Randi is right. I vividly recall a seminar that I attended in 1980 at the Aletheia Foundation in Grants Pass, Oregon, in which a holistic healer named Jack Schwarz impressed us by shoving a ten-inch sail needle through his arm with no apparent pain and only a drop of blood. Years later, and to my chagrin, Randi performed the same feat with the simplest of magic. I attended that seminar at the behest of a woman I was dating named Allison, an Oregonian brunette attractive in a New Ageish way, before the New Age fully blossomed in the 1980s. She wore natural-fiber dresses, flowers in her hair, and nothing on her feet. But what most intrigued me in our year of distance dating were Allison’s spiritual gifts. I knew she could see through me metaphorically, but Allison also saw things that she said were not allegorical: body auras, energy chakras, spiritual entities, and light beings. One night she closed the door and turned off the lights in my bathroom and told me to stare into the mirror until my aura appeared. I stared vacuously into space. During a drive through the Oregon countryside late one cold night she pointed out spiritual beings dotting the landscape. I stared blankly into the dark. I tried to see the world as Allison did, but I couldn’t. She could see invisible intentional agents but I could not. She was a believer and I was a skeptic. The difference doomed our relationship.

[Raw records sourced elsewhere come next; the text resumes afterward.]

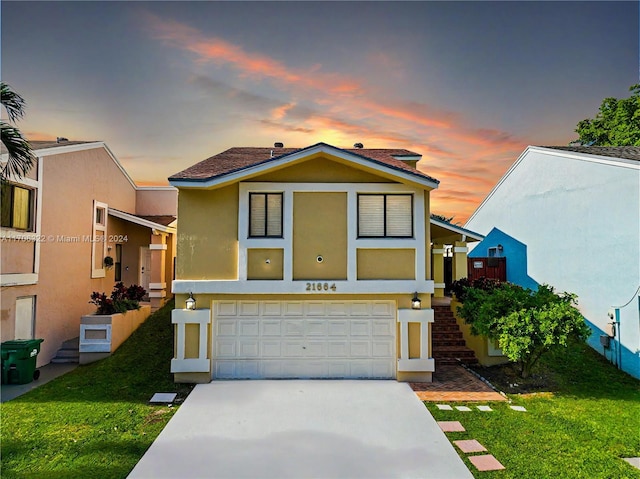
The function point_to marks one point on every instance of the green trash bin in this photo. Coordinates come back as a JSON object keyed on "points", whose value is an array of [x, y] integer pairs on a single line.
{"points": [[19, 360]]}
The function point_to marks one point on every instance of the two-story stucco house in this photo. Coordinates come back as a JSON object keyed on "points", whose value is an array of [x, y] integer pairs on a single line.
{"points": [[307, 263], [76, 207]]}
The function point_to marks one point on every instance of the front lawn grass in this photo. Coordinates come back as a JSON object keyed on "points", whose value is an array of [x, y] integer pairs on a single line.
{"points": [[583, 416], [94, 421]]}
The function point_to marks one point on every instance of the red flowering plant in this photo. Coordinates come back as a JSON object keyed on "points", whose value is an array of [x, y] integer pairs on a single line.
{"points": [[122, 299]]}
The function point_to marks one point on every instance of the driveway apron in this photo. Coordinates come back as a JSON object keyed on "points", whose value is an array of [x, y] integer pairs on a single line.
{"points": [[302, 429]]}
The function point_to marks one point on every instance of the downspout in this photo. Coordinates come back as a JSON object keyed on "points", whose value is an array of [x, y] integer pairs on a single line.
{"points": [[617, 322]]}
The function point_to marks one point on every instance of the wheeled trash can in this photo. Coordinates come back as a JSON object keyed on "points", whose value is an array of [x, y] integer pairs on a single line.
{"points": [[19, 360]]}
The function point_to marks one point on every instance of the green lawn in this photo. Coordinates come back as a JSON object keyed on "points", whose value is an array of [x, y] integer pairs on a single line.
{"points": [[94, 421], [584, 417]]}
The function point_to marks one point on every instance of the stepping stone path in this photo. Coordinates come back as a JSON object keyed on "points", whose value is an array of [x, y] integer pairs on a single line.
{"points": [[483, 462], [463, 408], [486, 463]]}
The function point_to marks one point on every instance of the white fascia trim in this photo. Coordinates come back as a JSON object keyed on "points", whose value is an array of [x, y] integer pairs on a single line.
{"points": [[293, 157], [574, 155], [18, 279], [204, 286], [141, 221], [457, 229]]}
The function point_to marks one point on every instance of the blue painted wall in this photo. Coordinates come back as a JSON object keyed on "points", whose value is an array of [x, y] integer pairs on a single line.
{"points": [[513, 250], [516, 254]]}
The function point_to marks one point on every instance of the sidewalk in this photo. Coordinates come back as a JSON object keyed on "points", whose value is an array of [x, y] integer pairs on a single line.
{"points": [[47, 373]]}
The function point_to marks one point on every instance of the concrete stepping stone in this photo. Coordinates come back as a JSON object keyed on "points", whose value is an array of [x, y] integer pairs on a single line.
{"points": [[634, 461], [486, 463], [451, 426], [463, 408], [470, 445]]}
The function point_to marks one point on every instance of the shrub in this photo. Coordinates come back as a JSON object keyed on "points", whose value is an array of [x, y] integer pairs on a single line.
{"points": [[525, 323], [122, 299]]}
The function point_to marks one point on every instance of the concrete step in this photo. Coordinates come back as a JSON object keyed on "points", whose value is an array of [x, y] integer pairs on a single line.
{"points": [[69, 352]]}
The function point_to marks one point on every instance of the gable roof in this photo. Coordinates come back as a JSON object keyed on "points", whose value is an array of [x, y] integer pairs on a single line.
{"points": [[625, 152], [245, 159]]}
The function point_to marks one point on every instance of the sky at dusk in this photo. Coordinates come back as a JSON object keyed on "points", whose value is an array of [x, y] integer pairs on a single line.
{"points": [[466, 84]]}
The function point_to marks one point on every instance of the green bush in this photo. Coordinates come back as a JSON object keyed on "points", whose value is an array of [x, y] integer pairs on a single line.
{"points": [[526, 323]]}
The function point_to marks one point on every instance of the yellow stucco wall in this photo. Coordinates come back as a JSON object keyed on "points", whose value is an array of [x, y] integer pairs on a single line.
{"points": [[477, 343], [321, 170], [319, 235], [207, 234], [386, 263], [265, 263]]}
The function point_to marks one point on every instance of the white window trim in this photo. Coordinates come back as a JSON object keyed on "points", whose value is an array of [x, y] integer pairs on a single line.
{"points": [[95, 246], [351, 285], [21, 279]]}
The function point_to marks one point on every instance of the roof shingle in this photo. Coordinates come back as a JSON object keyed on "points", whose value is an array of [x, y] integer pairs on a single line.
{"points": [[238, 158]]}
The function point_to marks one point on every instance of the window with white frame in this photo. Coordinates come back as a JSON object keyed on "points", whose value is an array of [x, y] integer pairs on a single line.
{"points": [[99, 239], [17, 207], [385, 215], [265, 215]]}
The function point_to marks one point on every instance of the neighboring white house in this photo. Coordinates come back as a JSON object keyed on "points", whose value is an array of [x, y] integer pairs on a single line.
{"points": [[576, 210]]}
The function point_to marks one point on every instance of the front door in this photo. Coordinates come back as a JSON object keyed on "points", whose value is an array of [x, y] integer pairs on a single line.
{"points": [[25, 317], [319, 240], [145, 267]]}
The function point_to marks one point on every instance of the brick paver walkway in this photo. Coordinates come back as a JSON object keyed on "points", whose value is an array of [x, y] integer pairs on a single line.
{"points": [[454, 383]]}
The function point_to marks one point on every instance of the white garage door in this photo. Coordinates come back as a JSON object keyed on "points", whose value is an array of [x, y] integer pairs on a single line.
{"points": [[304, 339]]}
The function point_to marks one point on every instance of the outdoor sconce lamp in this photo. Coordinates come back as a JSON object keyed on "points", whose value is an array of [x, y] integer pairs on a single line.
{"points": [[190, 303], [415, 301]]}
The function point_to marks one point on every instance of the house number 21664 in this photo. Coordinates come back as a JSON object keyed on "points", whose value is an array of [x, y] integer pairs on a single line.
{"points": [[321, 287]]}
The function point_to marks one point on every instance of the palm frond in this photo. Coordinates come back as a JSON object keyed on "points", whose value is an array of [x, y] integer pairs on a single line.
{"points": [[20, 159], [12, 101]]}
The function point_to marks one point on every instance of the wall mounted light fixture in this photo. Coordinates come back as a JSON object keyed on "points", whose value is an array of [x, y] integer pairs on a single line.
{"points": [[190, 303], [415, 301]]}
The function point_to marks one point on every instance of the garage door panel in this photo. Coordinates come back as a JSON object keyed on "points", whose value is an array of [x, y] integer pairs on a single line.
{"points": [[292, 349], [315, 327], [381, 349], [271, 327], [225, 348], [271, 349], [249, 308], [315, 349], [248, 349], [338, 327], [226, 327], [304, 339], [360, 349], [338, 349], [360, 327], [248, 327], [382, 328]]}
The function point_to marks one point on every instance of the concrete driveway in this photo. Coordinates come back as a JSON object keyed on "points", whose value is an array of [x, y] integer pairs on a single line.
{"points": [[302, 429]]}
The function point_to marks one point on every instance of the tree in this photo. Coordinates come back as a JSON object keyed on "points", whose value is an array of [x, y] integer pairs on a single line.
{"points": [[527, 324], [616, 124], [21, 157]]}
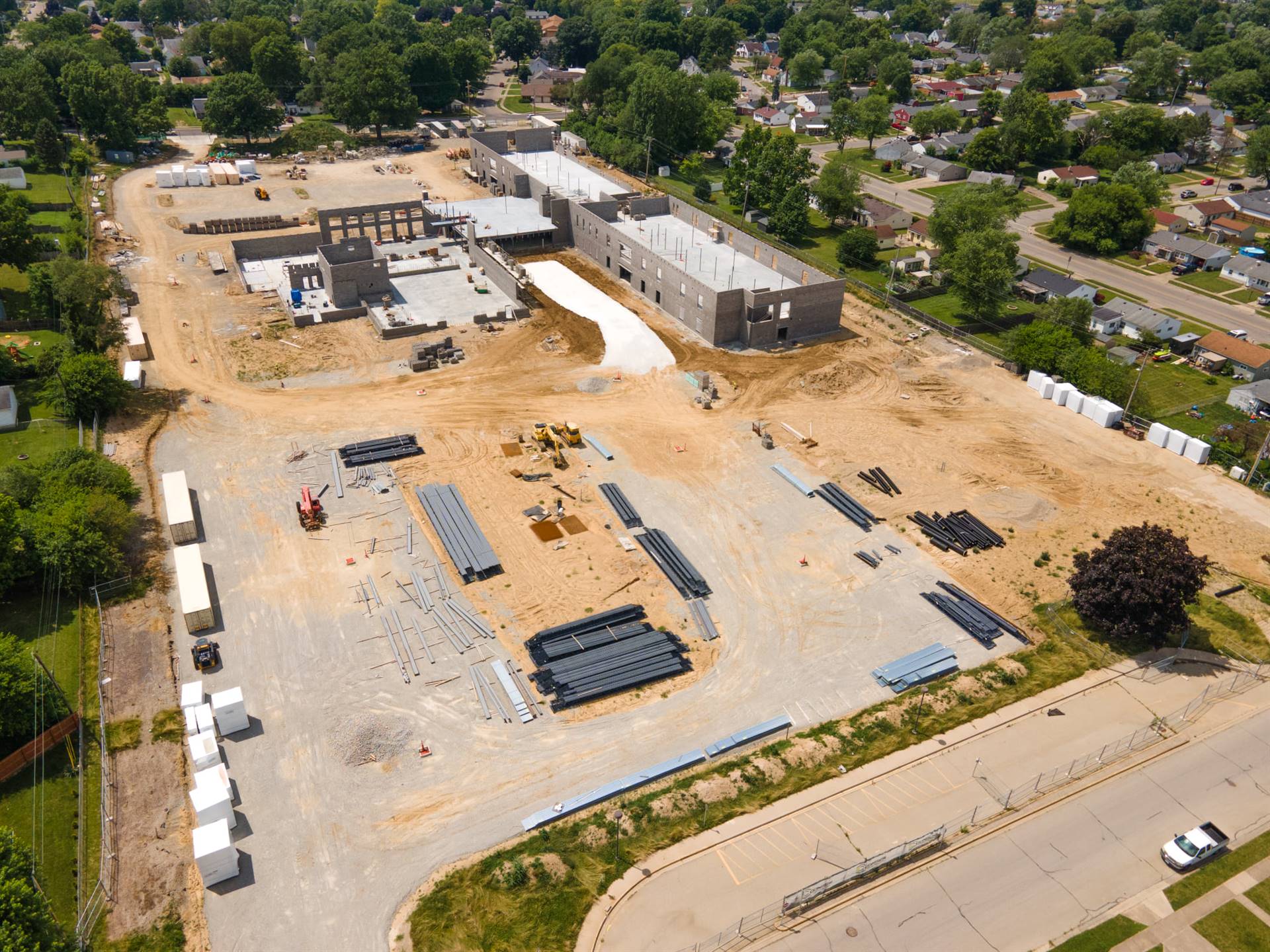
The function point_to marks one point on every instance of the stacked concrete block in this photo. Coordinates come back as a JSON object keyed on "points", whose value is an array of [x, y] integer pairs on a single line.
{"points": [[215, 855]]}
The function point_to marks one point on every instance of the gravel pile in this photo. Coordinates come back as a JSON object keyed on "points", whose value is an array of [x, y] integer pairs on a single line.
{"points": [[365, 738], [595, 385]]}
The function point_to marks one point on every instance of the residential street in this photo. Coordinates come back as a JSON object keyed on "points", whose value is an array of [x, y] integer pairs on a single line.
{"points": [[1158, 290]]}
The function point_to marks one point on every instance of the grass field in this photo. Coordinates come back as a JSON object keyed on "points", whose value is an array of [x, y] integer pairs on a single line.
{"points": [[1103, 937], [1235, 928], [1208, 281], [1214, 873]]}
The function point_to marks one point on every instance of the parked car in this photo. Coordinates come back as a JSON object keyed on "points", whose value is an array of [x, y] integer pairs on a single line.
{"points": [[1193, 848]]}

By 1995, just as the heyday of New Age codswallop was winding down, a story broke that for the previous quarter century the Central Intelligence Agency, in conjunction with the U.S. Army, had invested $20 million in a highly secret psychic spy program called Stargate (also Grill Flame and Scanate). Stargate was a Cold War project intended to close the “psi gap” (the psychic equivalent of the missile gap) between the United States and Soviet Union. The Soviets were training psychic spies, so we would as well. The story of Stargate—a form of agenticity at the CIA—reemerged while I was writing this chapter in the form of a feature film based on the book The Men Who Stare at Goats by British investigative journalist Jon Ronson. This is a Through the Looking Glass–like story of what the CIA—operating through something called Psychological Operations (PsyOps)—was researching: invisibility, levitation, telekinesis, walking through walls, and even killing goats just by staring at them, with the ultimate goal of killing enemy soldiers telepathically.